Docker has become one of my favorite tools to help with challenges of different build and run environments. When I want to create even a small example project, I usually start by creating first the Dockerfile for the build environment. When I have had to distribute more complex work for the client, images/containers have made the process almost painless.
I wanted to write down some of the things that have made my life much easier while using Docker.
Basic recap
This is post is not intended as a full tutorial / getting started guide, but let’s recap quickly. Basic Dockerfile usually looks something like this:
# base image on top of which we build our own
FROM ubuntu:20.04
# Fetch package index and install packages
RUN apt-get update && apt-get install -y nano
# In which directory next commands will be applied.

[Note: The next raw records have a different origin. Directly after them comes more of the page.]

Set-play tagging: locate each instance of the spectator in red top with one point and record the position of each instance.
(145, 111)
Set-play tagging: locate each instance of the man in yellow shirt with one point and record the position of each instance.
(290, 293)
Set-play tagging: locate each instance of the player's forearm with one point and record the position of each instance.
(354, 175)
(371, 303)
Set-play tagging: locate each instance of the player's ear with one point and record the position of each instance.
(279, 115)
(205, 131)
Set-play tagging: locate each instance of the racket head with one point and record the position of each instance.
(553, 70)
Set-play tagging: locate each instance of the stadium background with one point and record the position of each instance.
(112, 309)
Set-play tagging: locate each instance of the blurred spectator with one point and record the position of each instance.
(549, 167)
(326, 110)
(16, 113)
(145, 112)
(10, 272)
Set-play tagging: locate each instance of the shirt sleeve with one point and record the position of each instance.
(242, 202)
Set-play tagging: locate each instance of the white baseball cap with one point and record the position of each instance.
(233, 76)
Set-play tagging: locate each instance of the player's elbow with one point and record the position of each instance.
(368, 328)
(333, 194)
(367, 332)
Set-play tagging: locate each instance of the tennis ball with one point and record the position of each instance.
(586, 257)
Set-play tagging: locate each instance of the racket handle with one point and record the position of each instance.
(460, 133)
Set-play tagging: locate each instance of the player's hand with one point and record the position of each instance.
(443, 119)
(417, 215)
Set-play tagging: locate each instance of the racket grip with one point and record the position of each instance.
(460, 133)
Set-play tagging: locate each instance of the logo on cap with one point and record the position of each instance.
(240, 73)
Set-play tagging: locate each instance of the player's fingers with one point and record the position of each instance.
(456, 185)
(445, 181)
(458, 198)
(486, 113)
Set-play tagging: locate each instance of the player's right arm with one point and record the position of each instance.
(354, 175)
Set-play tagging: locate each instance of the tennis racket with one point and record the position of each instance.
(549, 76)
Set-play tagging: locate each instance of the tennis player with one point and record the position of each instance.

# Also last WORKDIR will be CWD when the container is run
WORKDIR /data
# Copy data from the build directory to the image
COPY . /data
# Entrypoint is the default executable to be run when
# using the image
ENTRYPOINT ["ls", "-la"]
I recommend looking through the Docker documentation for the Dockerfile for a lot more options.
To build the image we usually run:
docker build -t name-of-the-image .
And finally we run the image:
# --rm = remove container when it is stopped
docker run --rm name-of-the-image
Some additional useful commands
# List running and stopped containers
docker ps -a
# List disk space usage of Docker
docker system df -v
# Remove non running images/cache. Does not touch volumes (add --volumes to prune volumes too)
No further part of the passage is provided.